Invriezen voorkomt gevaarlijk bederf. Maar waarom bestaan er dan houdbaarheidstermijnen voor diepvriesproducten? Die hebben vooral te maken met (ongevaarlijke) kwaliteitsvermindering.
Waarom een THT-datum?
Eten invriezen is een geweldige conserveermethode. Bevroren eten blijft probleemloos eetbaar, zolang de stroom tenminste niet uitvalt. Het wordt echter wel langzaamaan minder lekker. Daarom staat op diepvriesproducten een Tenminste Houdbaar Tot-datum. Tot deze datum heeft het voedsel de beoogde kwaliteit, als je het tenminste meteen invriest na het boodschappen doen. Die THT kun je eigenlijk best negeren, want door na het ontdooien te proeven kun je prima zelf beslissen of je vriesvoorraad nog bruikbaar is.
Omdat de meeste micro-organismen zich niet vermenigvuldigen onder het vriespunt, bederft bevroren voedsel niet gevaarlijk. Micro-organismen blijven echter wel leven in de vriezer en bij het ontdooien groeien ze ook weer verder. Je kunt een bedorven levensmiddel dus niet ‘redden’ door het in te vriezen, want bij het ontdooien is het nog even bedorven en bederft het verder. Daarom wordt het afgeraden na ontdooien opnieuw in te vriezen: er zijn dan nieuwe bacteriën bijgekomen. Als je in de koelkast ontdooit, valt dat erg mee, maar beter is het om je eten in porties in te vriezen en te ontdooien.
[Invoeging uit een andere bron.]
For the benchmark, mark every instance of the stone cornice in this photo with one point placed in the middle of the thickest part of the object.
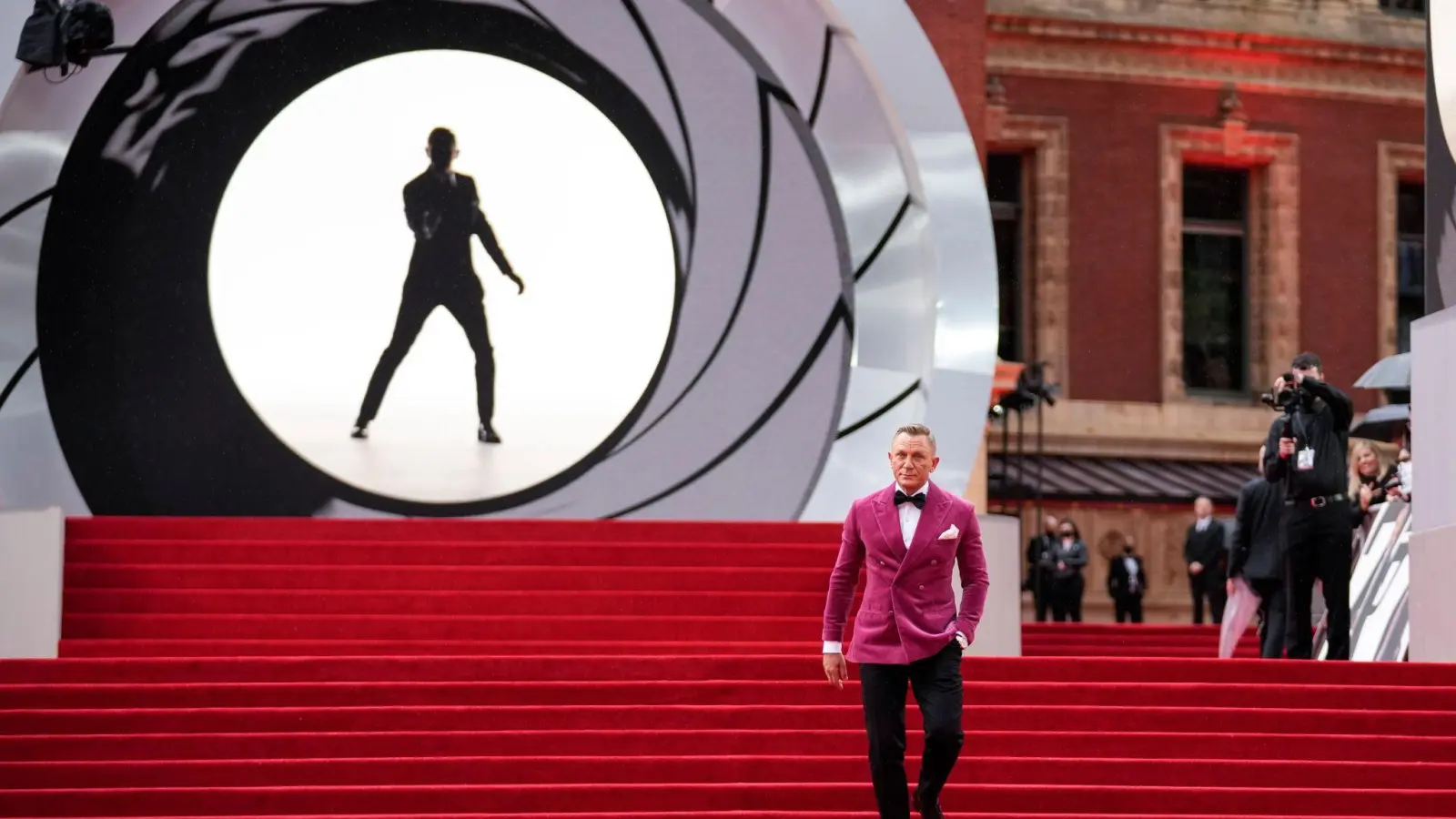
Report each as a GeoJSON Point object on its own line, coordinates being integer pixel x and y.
{"type": "Point", "coordinates": [1094, 50]}
{"type": "Point", "coordinates": [1331, 21]}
Niet gevaarlijk, maar minder lekker
In de vriezer vindt heel langzaam allerlei ongevaarlijk bederf plaats, wat je zeker vanaf drie maanden gaat merken. Bevroren vet vlees en vis worden soms ranzig omdat vetmoleculen door zuurstof uiteenvallen. Door vacuüm te verpakken voorkom je dat. In de vriezer sublimeert water uit bijvoorbeeld vlees, brood en groenten, waardoor ijskristallen op de buitenkant ontstaan. Dat heet ‘vriesbrand’. Ontdooid smaken die producten uitgedroogd. Vers ingevroren groenten en fruit kunnen verkleuren of van smaak veranderen, wat je kunt beperken door ze eerst te blancheren. Daardoor nemen ze bovendien meer ruimte in. In dierlijke producten die te langzaam invriezen, zoals garnalen, kan ‘eiwitdenaturatie’ ontstaan, waardoor ze nat en slap zijn na het ontdooien. Hoe snel bederf optreedt, hangt af van de invriessnelheid. Dat wordt uitgedrukt in sterren: * betekent tot -6 °C, ** tot -12 °C, *** tot -18 °C en **** tot lager dan -18 °C. Hoe meer sterren, hoe beter, maar invriezen gaat altijd sneller als je producten tegen de vrieswand aan legt, zo luchtdicht mogelijk verpakt en je niet te veel tegelijk invriest.
Kun je alles invriezen?
Niet alles kan worden ingevroren. Omdat bevriezend water uitzet, knappen rauwe eieren en te volle flessen en potten. Vette melkproducten zoals volle melk, yoghurt, crème fraîche, zure room en sauzen met eieren (bijvoorbeeld mayonaise) schiften soms bij ontdooien. Tere bladgroenten zoals sla en postelein, komkommer en radijsjes gaan kapot en worden papperig. Aardappels worden rauw ingevroren zacht en zoet en na het koken of bakken een beetje muf. Hardgekookte eieren worden wat rubberachtig. Ingevroren stukken kaas worden korrelig en droog, maar geraspte kaas geeft geen problemen. Het beste blijft natuurlijk altijd: zorg voor datumetiketjes en tijdig opeten!
Om in te vriezen heb je geen plastic ‘diepvriesdoosjes’ nodig. Omdat ik zelf niet zo dol op plastic ben, gebruik ik altijd glazen schalen (met een plastic deksel), weckpotten (ook weer met een plastic deksel) en lege potjes van bijvoorbeeld jam. Maak de glazen potten en schalen niet tot aan de rand toe vol, maar laat een centimetertje vrij boven het voedsel.